James Murdoch resigned from his position as executive chairman of News International on Wednesday amid a phone-hacking scandal that has sent shockwaves through the media empire of his mogul father, Rupert Murdoch. The question now is: Who is next in line to succeed Rupert?
Though the story of James Murdoch's resignation was neatly packaged for P.R. purposes as a natural part of his year-old plan to move to the company's New York headquarters, the truth is likely less amicable, as he was facing incredible scrutiny as a leading figure in the news organization's metastasizing phone hacking scandal.
So the unavoidable truth is that James Murdoch has likely sealed his fate as a man no longer fit to be Rupert's heir as CEO of News Corp. at the end of a long fall from grace that began nearly a year ago with the closure of tje News of the World tabloid and the arrest of 12 of its former staffers.

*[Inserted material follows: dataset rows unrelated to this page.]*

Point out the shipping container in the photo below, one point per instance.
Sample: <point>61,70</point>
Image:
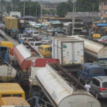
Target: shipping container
<point>69,51</point>
<point>10,23</point>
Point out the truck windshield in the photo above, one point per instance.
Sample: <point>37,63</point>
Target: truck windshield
<point>104,84</point>
<point>96,71</point>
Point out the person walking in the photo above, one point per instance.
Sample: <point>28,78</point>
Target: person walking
<point>87,86</point>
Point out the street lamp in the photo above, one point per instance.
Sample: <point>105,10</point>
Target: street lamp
<point>41,11</point>
<point>73,20</point>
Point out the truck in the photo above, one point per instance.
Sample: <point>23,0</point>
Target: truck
<point>95,51</point>
<point>7,72</point>
<point>11,94</point>
<point>10,23</point>
<point>15,14</point>
<point>36,65</point>
<point>69,51</point>
<point>63,91</point>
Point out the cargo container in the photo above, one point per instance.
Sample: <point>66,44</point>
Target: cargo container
<point>62,92</point>
<point>10,23</point>
<point>69,51</point>
<point>95,51</point>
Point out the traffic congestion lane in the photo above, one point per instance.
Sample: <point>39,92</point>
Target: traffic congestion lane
<point>5,36</point>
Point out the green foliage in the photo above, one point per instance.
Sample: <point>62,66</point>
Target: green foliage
<point>31,8</point>
<point>81,6</point>
<point>63,8</point>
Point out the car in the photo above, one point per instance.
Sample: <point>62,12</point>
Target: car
<point>102,38</point>
<point>36,44</point>
<point>89,70</point>
<point>34,34</point>
<point>46,39</point>
<point>99,86</point>
<point>21,37</point>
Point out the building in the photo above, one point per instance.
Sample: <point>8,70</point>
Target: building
<point>103,9</point>
<point>85,16</point>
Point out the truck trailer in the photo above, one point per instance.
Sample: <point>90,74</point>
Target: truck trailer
<point>63,91</point>
<point>69,51</point>
<point>95,51</point>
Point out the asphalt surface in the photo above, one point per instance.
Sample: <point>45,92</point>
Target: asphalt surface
<point>6,37</point>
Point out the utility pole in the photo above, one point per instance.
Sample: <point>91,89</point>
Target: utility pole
<point>41,11</point>
<point>0,6</point>
<point>24,8</point>
<point>12,5</point>
<point>93,17</point>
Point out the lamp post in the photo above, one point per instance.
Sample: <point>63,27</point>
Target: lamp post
<point>73,18</point>
<point>24,8</point>
<point>41,11</point>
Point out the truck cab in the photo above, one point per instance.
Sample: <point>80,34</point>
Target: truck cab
<point>45,50</point>
<point>89,70</point>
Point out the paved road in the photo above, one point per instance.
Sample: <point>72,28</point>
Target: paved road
<point>103,101</point>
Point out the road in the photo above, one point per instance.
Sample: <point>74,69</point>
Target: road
<point>6,37</point>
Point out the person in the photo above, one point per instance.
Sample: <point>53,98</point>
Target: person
<point>87,86</point>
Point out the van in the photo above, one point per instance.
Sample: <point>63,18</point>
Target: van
<point>44,50</point>
<point>7,101</point>
<point>6,44</point>
<point>89,70</point>
<point>11,90</point>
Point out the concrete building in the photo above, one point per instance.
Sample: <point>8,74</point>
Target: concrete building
<point>85,16</point>
<point>103,10</point>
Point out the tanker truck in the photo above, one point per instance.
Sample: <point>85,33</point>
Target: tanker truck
<point>95,51</point>
<point>63,90</point>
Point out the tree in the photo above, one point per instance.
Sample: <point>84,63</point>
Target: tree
<point>63,8</point>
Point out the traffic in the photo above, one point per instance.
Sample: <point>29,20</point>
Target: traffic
<point>55,69</point>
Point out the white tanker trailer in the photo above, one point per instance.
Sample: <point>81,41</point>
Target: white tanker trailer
<point>94,51</point>
<point>62,93</point>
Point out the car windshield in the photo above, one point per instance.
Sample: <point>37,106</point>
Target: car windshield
<point>104,84</point>
<point>96,71</point>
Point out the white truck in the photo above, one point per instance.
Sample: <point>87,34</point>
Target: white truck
<point>69,51</point>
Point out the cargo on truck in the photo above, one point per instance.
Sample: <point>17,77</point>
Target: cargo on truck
<point>23,58</point>
<point>69,51</point>
<point>10,23</point>
<point>63,91</point>
<point>95,51</point>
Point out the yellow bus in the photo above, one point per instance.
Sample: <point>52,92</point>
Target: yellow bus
<point>11,90</point>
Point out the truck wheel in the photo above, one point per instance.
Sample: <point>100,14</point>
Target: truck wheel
<point>96,95</point>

Here's our lineup of the people with the best chances of moving in as next in line to run the Murdoch empire (though not to inherit the family's money):
1. Chase Carey: Though James Murdoch hadn't yet been forced out of his position with News International, his father seems to have sensed the winds of change a-blowing and chose to name Carey as the man on whose shoulders he would be most willing to leave his empire.
Chase is my partner and if anything happened to me I'm sure he'll get it immediately -- if I went under a bus. But Chase and I have full confidence in James, Murdoch was quoted as saying in August by Reuters.
Though the comments are cryptic and the message veiled, industry analysts took the remarks as an indication that he had selected Carey over his son as the best man to run his companies once he is gone.
Chase, the president, deputy chairman and operating chief of News Corp., is already involved in much of the day-to-day work of running Murdoch's holdings. It wouldn't be unreasonable to expect to see him in the CEO's chair once the 80-year-old Rupert Murdoch has abdicated it,whether by choice or by circumstance.
2. Lachlan Murdoch: Though Lachlan, another of Rupert Murdoch's four children, stepped down at the age of 34 from his post as deputy chief operating offficer at News Corp. and publisher of the New York Post in August 2005, he may still rise again as the heir to all that is Murdoch media.
He said he stepped down because of his yearning for Australia and his need to spend more time with his family, according to the New York Times, but with his brother on the way out, he may see an opportunity to come back into the family business. It may be more appealing to angle for the top spot when you're the only guy with the last name Murdoch remaining in the fight. And kids grow up, and time to spend with them dwindles, leaving more time for professional pursuits.
And his father may have him yet. Lachlan Murdoch did a pretty fine job of keeping his hands relatively clean of the phone-hacking scandal by simply not being part of the company. And his father said for years that he wanted one of his children to succeed him at the helm of News Corp. Given that Lachlan is the second-most-experienced of his four offspring in running media conglomerates, he may yet rise to the title of News Corp. CEO.
3. Wendi Deng: Deng served as an executive in News Corp.'s Asian satellite-TV division before marrying Rupert Murdoch in 1999. Since then, the Chinese-born businesswoman has only increased her stock with News Corp., literally and figuratively. As Murdoch's wife she is his closest confidante and strongest backer, and she has even given him two children, Grace Helen and Chloe, born in 2001 and 2003, respectively.
In becoming so close to Rupert Murdoch, she has reaped many benefits, from a likely spot on his will to an intimate portrait of success at the highest levels of business, something which can not be taught and which Rupert may hold in high esteem.
Deng has led new projects for News Corp. even since her marriage to Rupert Murdoch, including leading the company's charge to get Chinese customers interested in the MySpace social networking Website.
Deng has caused some tension in the family, and Rupert Murdoch has not gone against her in negotiations over a Murdoch family trust that caused a division between Deng and her two daughters with Rupert, and James and Lachlan Murdoch. The Deng daughters were given voting rights in the trust, which displeased the Murdoch sons, and may have contributed to Lachlan Murdoch's decision to step down from his father' media empire in 2005.
4. No one: The other obvious, but unsavory, choice for who Murdoch will choose as his successor is: no one. If things go as they have now for years, News Corp. may suddenly find that there is nothing but hazy platitudes and inconclusive statements by Rupert to go by, if he were to lose the ability to make decisions due to an unforeseen health condition, or, God forbid, death.
As Business Day wrote in 2009: The main News Corp game now, however, is whether Murdoch is prepared to back a successor, a move he must make if he wants to secure family control. And if he doesn't, prepare for a free-for-all of lawsuits, interpretations and feuds that will leave the helm of News Corp. empty for longer than Rupert would ever want to see. Better make a decision, Mr. Murdoch.